With regard to this, the book made the point that some "formerly shy" people have recurrences when they are under some type of life stress or in a situation that triggers past memories. It is like some addictions, and also like some health conditions or allergies. For example, I have eczema (ongoing skin itchiness), and that too is an ongoing condition. Sometimes it's barely noticeable and I can live pretty much just like everyone else. At other times it is a lot of work and care just to keep the skin problems from escalating out of control.
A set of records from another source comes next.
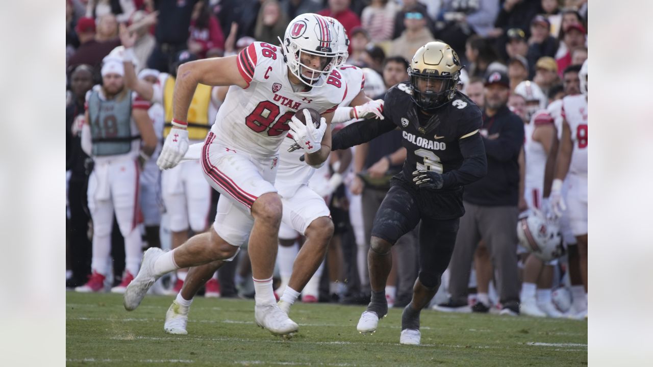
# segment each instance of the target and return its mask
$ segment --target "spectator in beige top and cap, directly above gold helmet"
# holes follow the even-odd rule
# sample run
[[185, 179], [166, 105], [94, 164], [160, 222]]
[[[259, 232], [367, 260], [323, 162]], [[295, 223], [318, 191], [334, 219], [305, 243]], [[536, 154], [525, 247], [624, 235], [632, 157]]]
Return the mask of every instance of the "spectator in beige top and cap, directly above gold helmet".
[[398, 39], [392, 41], [390, 50], [392, 54], [410, 60], [418, 48], [436, 39], [433, 38], [431, 31], [426, 28], [426, 11], [421, 7], [408, 9], [404, 15], [404, 25], [406, 29]]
The book makes the point that shyness can be like that, too. You can go through periods where it's barely a factor in your life, and other periods where it shows itself in a lot stronger form. This helped me see that the recent episodes or cycles of more problematic shyness in my life have usually come when I'm way beyond my comfort zone for some reason. It can't always be predicted. Sometimes it's when I'm already depressed or worried for some reason, or have some health issue, but even that doesn't predict how or when it will flare up.
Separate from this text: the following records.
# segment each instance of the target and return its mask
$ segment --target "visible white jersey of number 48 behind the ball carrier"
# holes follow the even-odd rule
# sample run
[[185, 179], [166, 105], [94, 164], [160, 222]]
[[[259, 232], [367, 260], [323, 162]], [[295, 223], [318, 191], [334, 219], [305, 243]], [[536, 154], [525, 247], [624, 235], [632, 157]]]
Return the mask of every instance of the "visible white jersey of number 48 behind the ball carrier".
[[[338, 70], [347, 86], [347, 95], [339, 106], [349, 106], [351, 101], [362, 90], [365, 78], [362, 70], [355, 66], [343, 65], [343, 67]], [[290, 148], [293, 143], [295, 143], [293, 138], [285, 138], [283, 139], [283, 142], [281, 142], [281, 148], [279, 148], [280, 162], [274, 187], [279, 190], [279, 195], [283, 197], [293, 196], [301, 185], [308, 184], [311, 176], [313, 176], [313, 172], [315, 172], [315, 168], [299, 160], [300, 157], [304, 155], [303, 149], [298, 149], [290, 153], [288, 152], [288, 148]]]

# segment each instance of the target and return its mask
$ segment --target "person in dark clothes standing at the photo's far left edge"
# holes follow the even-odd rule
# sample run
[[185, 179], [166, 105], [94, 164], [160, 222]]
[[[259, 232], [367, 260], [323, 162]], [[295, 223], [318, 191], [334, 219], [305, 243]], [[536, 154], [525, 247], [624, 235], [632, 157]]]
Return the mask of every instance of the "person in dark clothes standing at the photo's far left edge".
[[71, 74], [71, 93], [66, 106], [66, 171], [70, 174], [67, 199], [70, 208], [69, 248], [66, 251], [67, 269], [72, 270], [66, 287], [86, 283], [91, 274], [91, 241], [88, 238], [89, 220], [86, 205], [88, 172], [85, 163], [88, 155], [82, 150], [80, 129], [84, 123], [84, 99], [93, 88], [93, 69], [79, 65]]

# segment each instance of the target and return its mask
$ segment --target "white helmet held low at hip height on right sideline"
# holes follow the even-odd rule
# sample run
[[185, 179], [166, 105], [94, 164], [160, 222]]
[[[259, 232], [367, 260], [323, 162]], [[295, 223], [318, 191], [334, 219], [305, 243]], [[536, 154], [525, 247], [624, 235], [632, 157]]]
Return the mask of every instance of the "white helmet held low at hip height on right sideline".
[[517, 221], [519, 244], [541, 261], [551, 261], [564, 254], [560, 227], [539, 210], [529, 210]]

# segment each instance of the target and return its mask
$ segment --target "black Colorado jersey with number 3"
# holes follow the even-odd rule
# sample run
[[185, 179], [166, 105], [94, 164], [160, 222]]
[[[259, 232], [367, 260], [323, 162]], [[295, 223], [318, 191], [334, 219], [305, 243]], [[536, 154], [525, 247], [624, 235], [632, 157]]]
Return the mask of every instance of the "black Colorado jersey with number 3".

For example, I'm generally actually at my LEAST shy when I'm at the hospital with a sick child, though there's no doubt the occasion is stressful. I suppose it's because I can't afford to be passive and reticent when my input really matters to my kid, and the adrenaline is a natural medication.
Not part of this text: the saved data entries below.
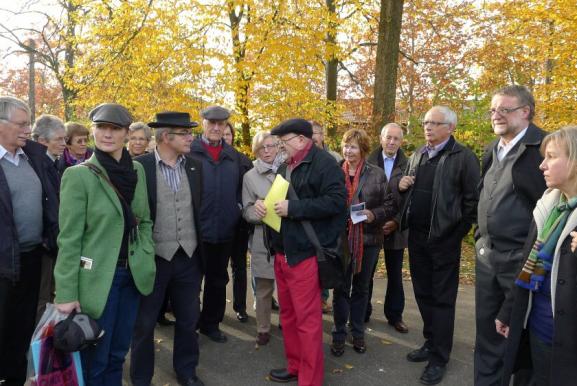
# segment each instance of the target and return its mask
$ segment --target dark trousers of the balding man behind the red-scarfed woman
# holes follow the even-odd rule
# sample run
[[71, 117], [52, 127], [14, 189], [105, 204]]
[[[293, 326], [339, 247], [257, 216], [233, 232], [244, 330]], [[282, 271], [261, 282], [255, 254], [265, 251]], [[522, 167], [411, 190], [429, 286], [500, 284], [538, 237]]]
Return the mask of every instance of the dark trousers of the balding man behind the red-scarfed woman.
[[[387, 269], [387, 289], [385, 293], [384, 313], [389, 323], [394, 324], [403, 319], [405, 309], [405, 290], [403, 289], [403, 252], [404, 249], [384, 248], [385, 267]], [[377, 270], [378, 259], [373, 266], [371, 282], [369, 284], [369, 301], [365, 318], [371, 316], [373, 307], [373, 278]]]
But I generally have some kind of panic attack when I'm at one of my teenager's football games, which takes all my effort to keep under control. You would think sitting in an audience watching your athletic son start as QB would be far less stressful than talking to a team of neurosurgeons and even challenging them respectfully on their understanding of what's best for your child. I can only think my difficulty with the football stadium is post traumatic stress symptoms from my own not-fully-dealt-with schooldays.
Seeing more clearly that my present shyness is episodic and triggered by circumstance, rather than a generalized trait, I think I may be able to deal with it more effectively and modify my perception of myself. So the book was helpful for that reason alone.